Anne was in the driver’s seat, Karen stood by, I went in and bought the shovel. On
return, I tied the shovel to the roof-rack. Karen helped. While our attention was
diverted, someone snuck up to the back door, stole Karen’s handbag with all her
papers and money, and made off unseen. “Where’s my handbag?!” The shock was
tremendous. We went to the police, reported the theft of US$4000 in cash-$100 bills,
N$2000 (we all carried much cash as we’d been told we needed it in Angola), some
Euros and Zambian Kwacha, her cellphone, glasses, medicines and passport. The
police laboriously took our statements which took hours, said it was a frequent
occurrence but nothing could be done as it was the Angolans coming across the
Okavango who were the criminals. It was a disaster. Now Karen wouldn’t be able to
enter Angola. By late afternoon we retired to the Kavango River Lodge, a friendly and
comfortable place (N$770 for 3, B&B) where we’d stayed in the past. We told our tale
of woe to owner Mrs Steyn and her daughter Jackie.
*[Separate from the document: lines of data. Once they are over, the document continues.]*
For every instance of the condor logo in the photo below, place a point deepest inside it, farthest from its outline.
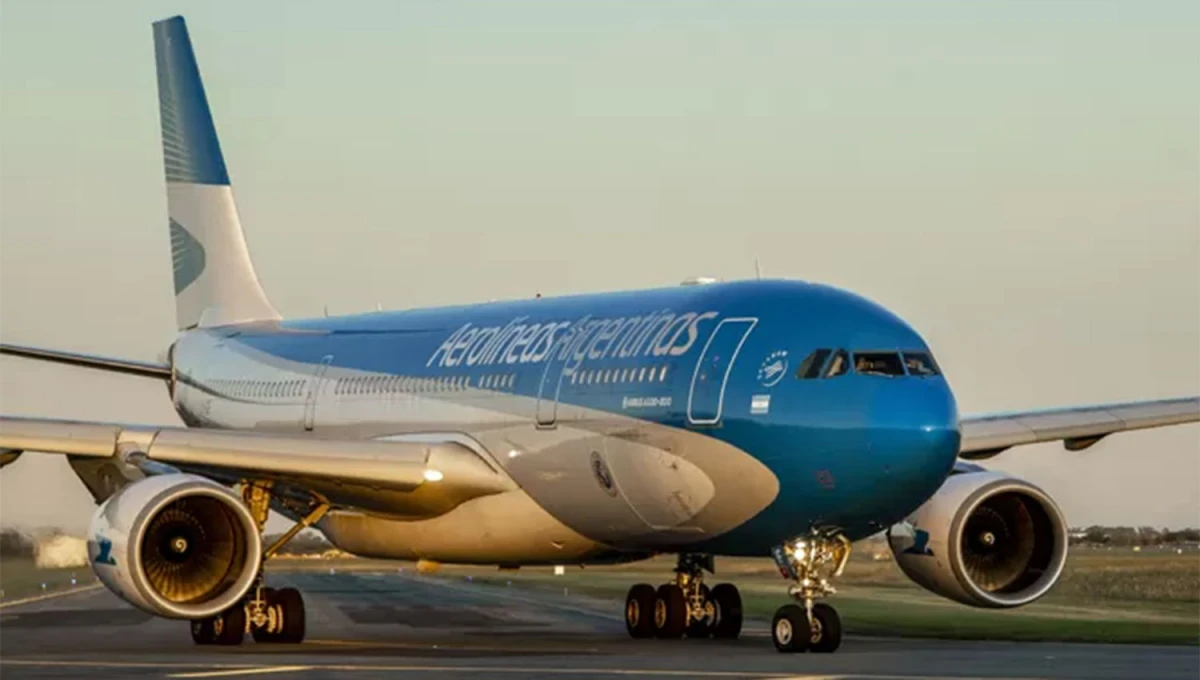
(919, 543)
(103, 552)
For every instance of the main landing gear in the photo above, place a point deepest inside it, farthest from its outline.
(268, 614)
(810, 563)
(684, 607)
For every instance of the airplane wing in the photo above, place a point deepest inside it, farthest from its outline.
(412, 477)
(127, 366)
(1078, 428)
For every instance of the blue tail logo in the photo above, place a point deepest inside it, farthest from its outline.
(186, 254)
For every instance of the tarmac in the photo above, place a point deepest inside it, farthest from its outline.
(412, 626)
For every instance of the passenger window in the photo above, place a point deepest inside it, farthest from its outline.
(813, 365)
(921, 363)
(839, 365)
(879, 363)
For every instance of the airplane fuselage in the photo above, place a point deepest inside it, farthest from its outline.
(678, 419)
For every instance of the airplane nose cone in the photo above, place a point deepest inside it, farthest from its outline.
(915, 434)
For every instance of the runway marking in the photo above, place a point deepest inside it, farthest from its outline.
(231, 669)
(455, 647)
(51, 595)
(259, 671)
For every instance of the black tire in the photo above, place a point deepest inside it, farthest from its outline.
(231, 626)
(640, 611)
(790, 630)
(702, 627)
(292, 605)
(826, 633)
(263, 635)
(727, 602)
(204, 631)
(670, 612)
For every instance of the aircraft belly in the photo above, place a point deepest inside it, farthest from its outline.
(507, 528)
(636, 485)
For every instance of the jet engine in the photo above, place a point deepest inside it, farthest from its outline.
(177, 546)
(984, 539)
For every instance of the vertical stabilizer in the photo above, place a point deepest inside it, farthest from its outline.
(215, 280)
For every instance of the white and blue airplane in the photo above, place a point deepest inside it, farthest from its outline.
(757, 417)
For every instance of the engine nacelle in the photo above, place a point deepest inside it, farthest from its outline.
(984, 539)
(177, 546)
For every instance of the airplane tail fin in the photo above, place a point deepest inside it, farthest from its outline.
(215, 280)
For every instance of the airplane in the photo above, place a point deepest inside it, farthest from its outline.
(715, 419)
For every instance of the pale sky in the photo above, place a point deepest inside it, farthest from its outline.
(1018, 180)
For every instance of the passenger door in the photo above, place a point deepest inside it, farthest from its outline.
(315, 385)
(706, 397)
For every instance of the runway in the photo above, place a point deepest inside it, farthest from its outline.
(403, 625)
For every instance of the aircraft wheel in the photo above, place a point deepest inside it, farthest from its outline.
(271, 631)
(727, 606)
(790, 630)
(826, 630)
(670, 612)
(640, 611)
(702, 627)
(231, 626)
(292, 606)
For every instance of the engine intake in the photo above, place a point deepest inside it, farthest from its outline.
(984, 539)
(175, 546)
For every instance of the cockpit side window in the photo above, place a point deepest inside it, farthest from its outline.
(879, 363)
(813, 363)
(921, 365)
(839, 365)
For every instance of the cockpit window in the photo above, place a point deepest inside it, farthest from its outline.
(877, 363)
(921, 363)
(839, 365)
(813, 363)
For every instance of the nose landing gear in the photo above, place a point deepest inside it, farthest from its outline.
(684, 607)
(810, 561)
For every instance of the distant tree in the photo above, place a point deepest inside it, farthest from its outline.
(16, 545)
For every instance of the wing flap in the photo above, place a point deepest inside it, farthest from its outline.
(412, 477)
(984, 437)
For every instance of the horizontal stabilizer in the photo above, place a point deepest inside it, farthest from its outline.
(130, 367)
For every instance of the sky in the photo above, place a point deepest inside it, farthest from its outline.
(1018, 180)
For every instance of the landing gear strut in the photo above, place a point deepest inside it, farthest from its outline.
(810, 561)
(684, 607)
(270, 615)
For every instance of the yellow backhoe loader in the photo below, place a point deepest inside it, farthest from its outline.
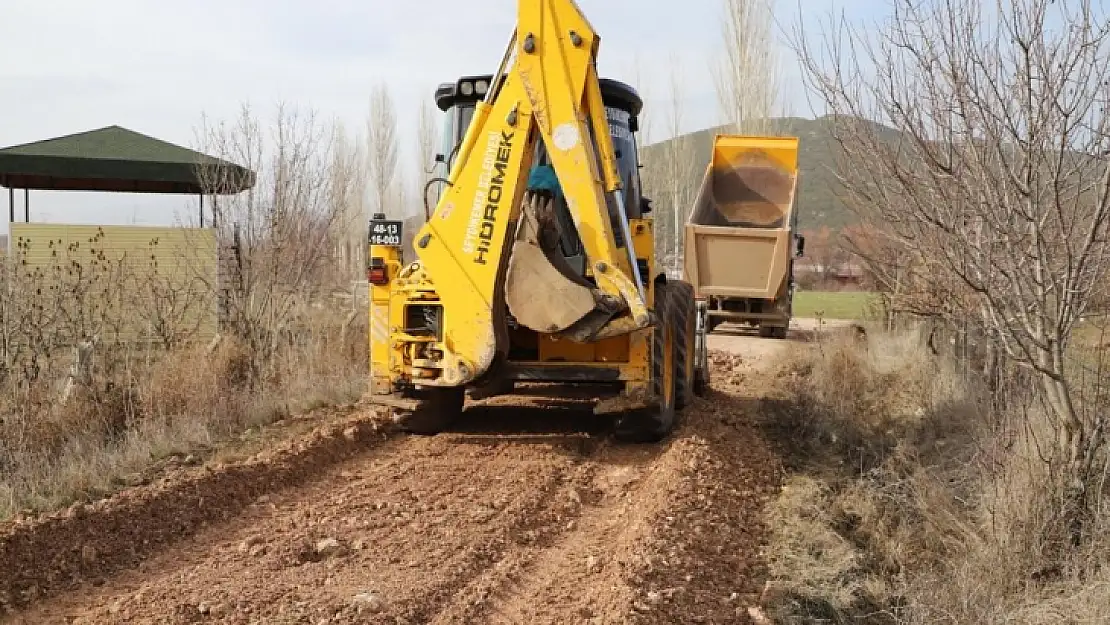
(537, 262)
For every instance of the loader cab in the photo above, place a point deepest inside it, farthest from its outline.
(623, 106)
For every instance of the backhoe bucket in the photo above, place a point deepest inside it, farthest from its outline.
(543, 292)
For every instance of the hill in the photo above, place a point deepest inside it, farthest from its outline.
(818, 203)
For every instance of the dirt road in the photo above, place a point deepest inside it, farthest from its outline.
(524, 514)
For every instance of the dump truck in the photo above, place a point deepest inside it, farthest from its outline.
(740, 238)
(536, 266)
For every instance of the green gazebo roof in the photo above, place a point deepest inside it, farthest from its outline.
(117, 159)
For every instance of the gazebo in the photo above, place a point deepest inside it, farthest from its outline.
(114, 159)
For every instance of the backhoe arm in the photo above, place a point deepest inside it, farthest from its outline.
(482, 240)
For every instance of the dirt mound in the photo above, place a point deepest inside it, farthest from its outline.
(525, 512)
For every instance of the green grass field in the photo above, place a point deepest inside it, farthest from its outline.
(847, 304)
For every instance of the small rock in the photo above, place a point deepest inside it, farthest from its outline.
(758, 617)
(329, 547)
(774, 593)
(249, 544)
(367, 602)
They phoned all their friends at
banks and bureaux de change in case anyone tried to change $100 bills, but no
money was ever recovered. Two weeks later, when back in Lusaka, Karen got a call
from a Mr d’Oliviera that her bag, papers, meds, etc. had been left at his shop. We
retrieved it on our way home.
And so, having confirmed at Rundu’s Immigration HQ that REALLY nothing could be
done about getting Karen into Angola without passport and visa, we drove on to
Oshakati (Santorini Inn, N$450 for 3, B&B) where we met a very helpful Inn
receptionist and an Air Namibia flight attendant who promised to help Karen while in
Windhoek. That’s where she had to go to get an emergency passport, but we didn’t
even know if there was a Danish consulate. The receptionist went on the internet to
find out – yes, there was one – the stewardess gave Karen her card and assured her
of good flight connections, and with many thanks we carried on.
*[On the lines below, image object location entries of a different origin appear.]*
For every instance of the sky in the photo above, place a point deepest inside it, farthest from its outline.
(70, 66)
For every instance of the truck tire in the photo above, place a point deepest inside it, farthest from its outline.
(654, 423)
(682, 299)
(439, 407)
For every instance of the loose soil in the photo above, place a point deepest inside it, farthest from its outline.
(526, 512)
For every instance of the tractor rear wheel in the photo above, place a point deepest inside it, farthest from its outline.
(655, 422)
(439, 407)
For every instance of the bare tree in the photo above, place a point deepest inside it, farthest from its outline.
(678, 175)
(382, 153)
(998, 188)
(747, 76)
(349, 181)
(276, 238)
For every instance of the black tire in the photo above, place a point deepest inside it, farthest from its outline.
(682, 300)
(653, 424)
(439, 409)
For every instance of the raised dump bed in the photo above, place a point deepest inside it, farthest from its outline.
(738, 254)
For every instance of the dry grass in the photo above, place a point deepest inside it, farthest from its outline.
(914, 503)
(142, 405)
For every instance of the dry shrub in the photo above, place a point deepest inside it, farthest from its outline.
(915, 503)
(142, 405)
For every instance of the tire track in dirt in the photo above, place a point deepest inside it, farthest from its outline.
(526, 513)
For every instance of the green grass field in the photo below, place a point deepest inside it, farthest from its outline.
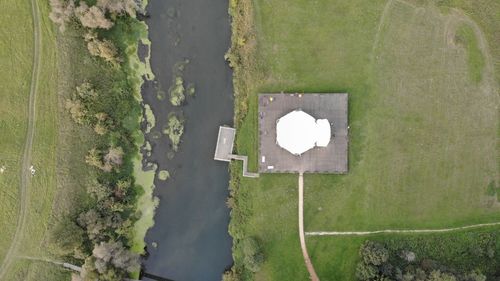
(423, 117)
(15, 62)
(58, 147)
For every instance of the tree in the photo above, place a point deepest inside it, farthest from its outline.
(366, 271)
(373, 253)
(61, 12)
(68, 236)
(116, 255)
(118, 6)
(230, 275)
(101, 48)
(76, 110)
(93, 158)
(98, 191)
(475, 276)
(92, 17)
(114, 156)
(437, 275)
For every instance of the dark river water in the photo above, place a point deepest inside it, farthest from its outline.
(192, 219)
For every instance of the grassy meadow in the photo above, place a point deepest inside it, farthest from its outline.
(423, 83)
(16, 58)
(59, 183)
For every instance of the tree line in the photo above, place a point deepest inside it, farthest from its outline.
(100, 235)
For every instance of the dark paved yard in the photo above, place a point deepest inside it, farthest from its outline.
(330, 159)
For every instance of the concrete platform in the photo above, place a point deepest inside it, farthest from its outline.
(225, 142)
(330, 159)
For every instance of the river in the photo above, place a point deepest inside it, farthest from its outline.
(192, 219)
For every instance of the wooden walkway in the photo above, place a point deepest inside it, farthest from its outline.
(244, 158)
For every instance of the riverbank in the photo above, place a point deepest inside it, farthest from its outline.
(311, 47)
(189, 240)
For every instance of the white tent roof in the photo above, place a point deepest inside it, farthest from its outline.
(298, 132)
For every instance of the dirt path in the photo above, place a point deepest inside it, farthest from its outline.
(307, 260)
(26, 159)
(344, 233)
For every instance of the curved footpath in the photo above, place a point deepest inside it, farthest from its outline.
(26, 159)
(310, 268)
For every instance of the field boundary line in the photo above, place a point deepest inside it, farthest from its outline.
(25, 174)
(384, 231)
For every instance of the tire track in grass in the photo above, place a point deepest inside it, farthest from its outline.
(396, 231)
(26, 159)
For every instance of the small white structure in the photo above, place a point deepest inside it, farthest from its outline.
(298, 132)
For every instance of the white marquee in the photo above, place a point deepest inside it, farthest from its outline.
(298, 132)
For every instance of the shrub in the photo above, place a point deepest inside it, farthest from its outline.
(101, 48)
(61, 12)
(230, 275)
(174, 130)
(176, 91)
(373, 253)
(92, 17)
(118, 6)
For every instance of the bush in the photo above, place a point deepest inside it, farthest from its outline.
(61, 12)
(176, 91)
(373, 253)
(92, 17)
(174, 130)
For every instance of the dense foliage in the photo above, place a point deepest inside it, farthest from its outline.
(414, 259)
(100, 236)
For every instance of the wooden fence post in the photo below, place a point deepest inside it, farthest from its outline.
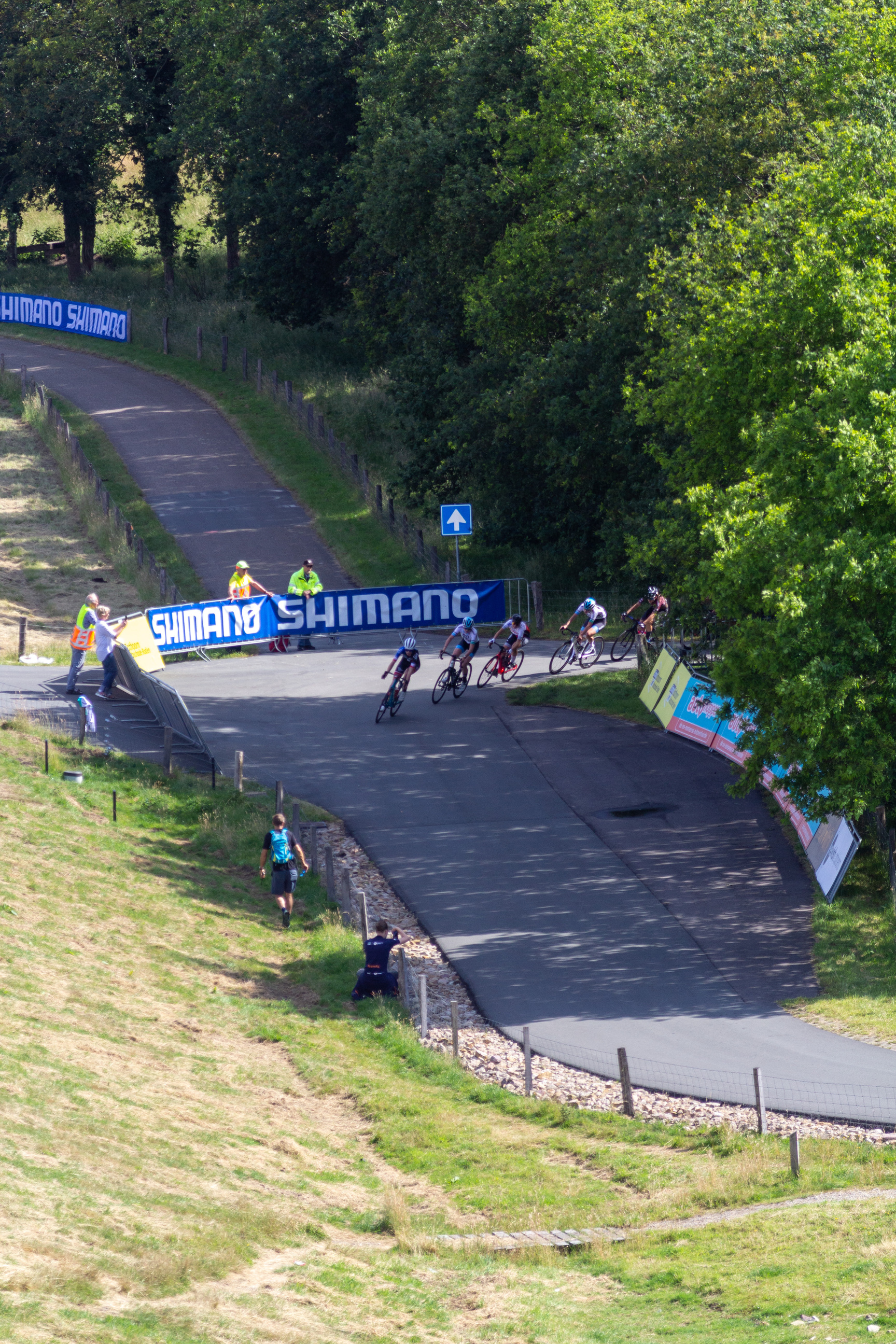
(762, 1124)
(539, 605)
(625, 1079)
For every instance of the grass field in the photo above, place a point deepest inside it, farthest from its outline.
(47, 564)
(206, 1141)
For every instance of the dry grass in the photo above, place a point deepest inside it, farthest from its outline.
(47, 564)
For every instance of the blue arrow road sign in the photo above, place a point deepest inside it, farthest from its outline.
(457, 519)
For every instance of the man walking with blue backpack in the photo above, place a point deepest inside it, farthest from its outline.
(285, 854)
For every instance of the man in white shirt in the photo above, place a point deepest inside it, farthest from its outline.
(106, 637)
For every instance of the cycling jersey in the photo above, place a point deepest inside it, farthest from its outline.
(517, 632)
(408, 659)
(597, 616)
(471, 636)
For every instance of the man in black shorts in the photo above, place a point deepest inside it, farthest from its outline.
(375, 977)
(287, 854)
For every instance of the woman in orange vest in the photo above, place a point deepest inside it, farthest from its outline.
(81, 639)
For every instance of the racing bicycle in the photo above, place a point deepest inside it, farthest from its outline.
(506, 664)
(624, 643)
(577, 650)
(454, 679)
(394, 698)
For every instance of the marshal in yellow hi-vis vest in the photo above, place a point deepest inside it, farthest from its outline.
(137, 639)
(82, 636)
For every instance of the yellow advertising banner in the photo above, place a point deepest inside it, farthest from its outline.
(656, 684)
(669, 699)
(137, 639)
Next stop Ruacana, Eha Lodge (B&B pp sharing N$ 495, single N$ 710), where we
were to meet the convoy, cross the border, and leave Karen behind. We had
agonised over abandoning the whole Angola trip and drive Karen to Windhoek
instead, but when we learnt that there were daily flights to the capital from
Ondangwa, that the lodge would take her to the airport, and that Karen would be
able to manage, we decided to carry on into Angola. We gave Karen as much money
as we could spare, and it all worked out ok. The Danish consul in Windhoek was very
helpful, she found a nice B&B, and three days later Karen was back in Lusaka. Had we
known what awaited us in Angola, we would have opted for a nice Namibian holiday!
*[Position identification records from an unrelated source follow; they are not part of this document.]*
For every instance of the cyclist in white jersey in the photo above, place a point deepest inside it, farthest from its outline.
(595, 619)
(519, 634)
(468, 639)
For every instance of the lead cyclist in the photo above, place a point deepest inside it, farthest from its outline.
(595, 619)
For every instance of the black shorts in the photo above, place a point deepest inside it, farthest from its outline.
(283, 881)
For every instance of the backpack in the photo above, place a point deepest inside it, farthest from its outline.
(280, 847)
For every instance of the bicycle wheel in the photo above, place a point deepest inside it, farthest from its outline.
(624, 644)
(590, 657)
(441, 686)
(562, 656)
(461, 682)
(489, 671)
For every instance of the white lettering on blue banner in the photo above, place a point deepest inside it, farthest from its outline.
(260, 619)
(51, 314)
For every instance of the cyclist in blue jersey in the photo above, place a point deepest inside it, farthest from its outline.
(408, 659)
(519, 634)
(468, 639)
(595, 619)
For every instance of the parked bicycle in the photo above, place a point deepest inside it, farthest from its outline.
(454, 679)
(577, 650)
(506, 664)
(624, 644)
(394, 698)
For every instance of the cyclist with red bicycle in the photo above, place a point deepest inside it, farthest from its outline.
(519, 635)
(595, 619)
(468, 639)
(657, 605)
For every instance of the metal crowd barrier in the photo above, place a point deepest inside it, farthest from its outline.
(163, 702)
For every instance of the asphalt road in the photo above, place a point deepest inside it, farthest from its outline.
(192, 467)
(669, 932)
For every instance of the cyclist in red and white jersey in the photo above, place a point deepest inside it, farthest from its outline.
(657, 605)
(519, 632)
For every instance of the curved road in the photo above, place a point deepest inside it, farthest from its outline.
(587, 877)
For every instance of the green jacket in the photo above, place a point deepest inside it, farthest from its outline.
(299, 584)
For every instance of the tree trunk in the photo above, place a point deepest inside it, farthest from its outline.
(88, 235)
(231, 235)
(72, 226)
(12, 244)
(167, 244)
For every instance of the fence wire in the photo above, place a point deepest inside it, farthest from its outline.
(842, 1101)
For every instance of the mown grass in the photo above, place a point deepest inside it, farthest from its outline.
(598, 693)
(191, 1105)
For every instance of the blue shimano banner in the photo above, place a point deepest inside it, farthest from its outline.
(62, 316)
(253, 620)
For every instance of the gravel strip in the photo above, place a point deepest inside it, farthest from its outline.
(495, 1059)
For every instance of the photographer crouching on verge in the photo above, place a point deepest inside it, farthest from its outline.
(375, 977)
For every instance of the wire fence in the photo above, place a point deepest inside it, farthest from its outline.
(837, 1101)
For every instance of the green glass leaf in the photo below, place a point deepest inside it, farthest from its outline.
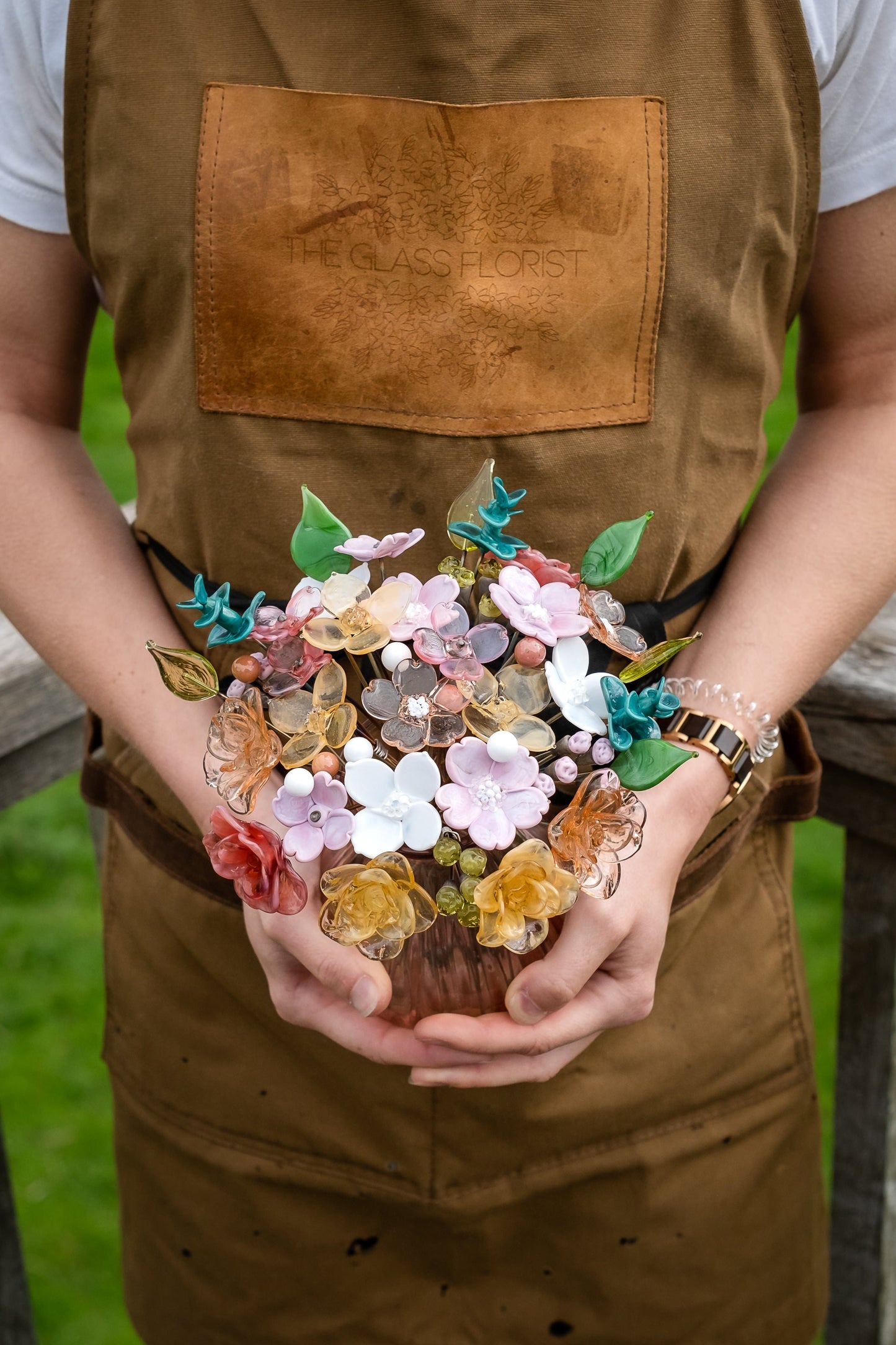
(656, 657)
(316, 534)
(648, 762)
(186, 673)
(466, 506)
(613, 552)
By now most of our fellow travellers had arrived. We went to greet them, especially
Paul Fisher with whom I’d been e-mailing. There were 18 of us in 9 cars, all except
Paul and us Afrikaners, including tour leader Koos. His translator Manuel was Angolan
but lived in S.A. We all had dinner together and debated whether or not to do the
‘doodsakker’, the ‘acre of death’, the dangerous stretch of coast from Foz de Cunene
to Flamingo Lodge, where one has to drive at low tide for 180km on a narrow stretch
of sand between dunes and ocean. Anyone getting stuck could lose a car to incoming
tides. Most people wanted to do it (bit of a macho thing?), we didn’t. In the end high
tides prevented this hair-raising venture (Koos said he’ll take it out of his programme
in future), and we drove through Iona Park instead, which was much nicer and safer.
‘Doodsakker’ drive
Photos: internet
This is what can happen: only wheels visible
But I’m getting ahead of the story. For now we had to face the border into Angola. It
really wasn’t a problem, but it took 3 hours to clear everyone and search everybody’s
car, during which time we just sat around in the heat. Finally we were off, driving
parallel to the Cunene River and through many Himba villages. Everywhere the
children shouted ‘sweetie, sweetie’, always a sign that one is in tourist country.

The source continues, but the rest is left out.